In Colossians 3:5, Paul lists a bunch of things to put to death in oneself, ending with "covetousness, which is idolatry". He also links the two in a similar way in a parallel passage in Ephesians 5:5. The usual explanation for how covetousness is idolatry is to find elements of idolatry in covetousness. At root, idolatry in the Hebrew scriptures is the placing of anything above God or in the place of God. Having your priorities in the wrong order can be idolatry if it involves moving God to any place lower than the top. So if you're longing after something that's not yours, to the point where you place your desire for it above your desire for God, including the desire to be righteous and to be content with what God has given you, then you are in effect practicing a sort of idolatry.
I was reading John Oswalt's commentary on Isaiah recently (p.499 of his second volume, to be exact), and I discovered that he conceives of the relationship in the other direction, drawing on the self-centered features of pagan idolatry that seek to use religious ritual to get a god's attention for benefit to the person engaging in those rituals:
In what way is acquisitiveness the sum of all sins? Perhaps it is as an expression of all the others. The proud, unbridled self wishes to make the universe center on itself, to draw all things inward to itself, confident that it can amass enough of the power, comfort, security, and pleasure that money and possessions signify it will be secure. Idolatry exists to satisfy these desires, so it is not surprising that Paul should identify covetousness as idolatry (Col 3:5). This may also explain why the prohibition of covetousness is the last of the Ten Commandments. To break this commandment is to break the first, in effect.
So it's not just that covetousness is idolatry because covetousness has features of idolatry. Covetousness is idolatry because idolatry itself stems from covetousness to begin with. My first thought on reading Oswalt is that he had it backwards, but I wonder if what he's put his finger on is actually the more fundamental relation of the two.






































































Kinda-sorta related, I wonder whether CSL might've been on to a similar idea when he writes the following in the preface of his Screwtape Letters:
Have to admit,I thought this a good post. Makes sense doesn't it?

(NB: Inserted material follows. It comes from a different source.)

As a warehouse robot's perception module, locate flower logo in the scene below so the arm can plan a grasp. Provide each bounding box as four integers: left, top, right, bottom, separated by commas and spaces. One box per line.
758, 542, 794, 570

I can see the connection between covetousness and idolatry being a tight one but even so I'm not sure how idolatry winds up finding it's source in coveting. Murder, it seems to me, doesn't have features of idolatry per se but I think it comfortably fits in that category: I am the final arbiter of Your life. Covetousness (want) resonates with the subject of that desire (I).
So that whole swirling event horizon swallowing up all is only a pulling towards its gravitational center because of the singularity. The connection is a tight one, but it's because of the center.
I think, anyway. I'll have to hit this to the tuning fork in my head.
I believe there's an entire book by Brian Rosner, an Australian New Testament scholar, on the covetousness/idolatry connection.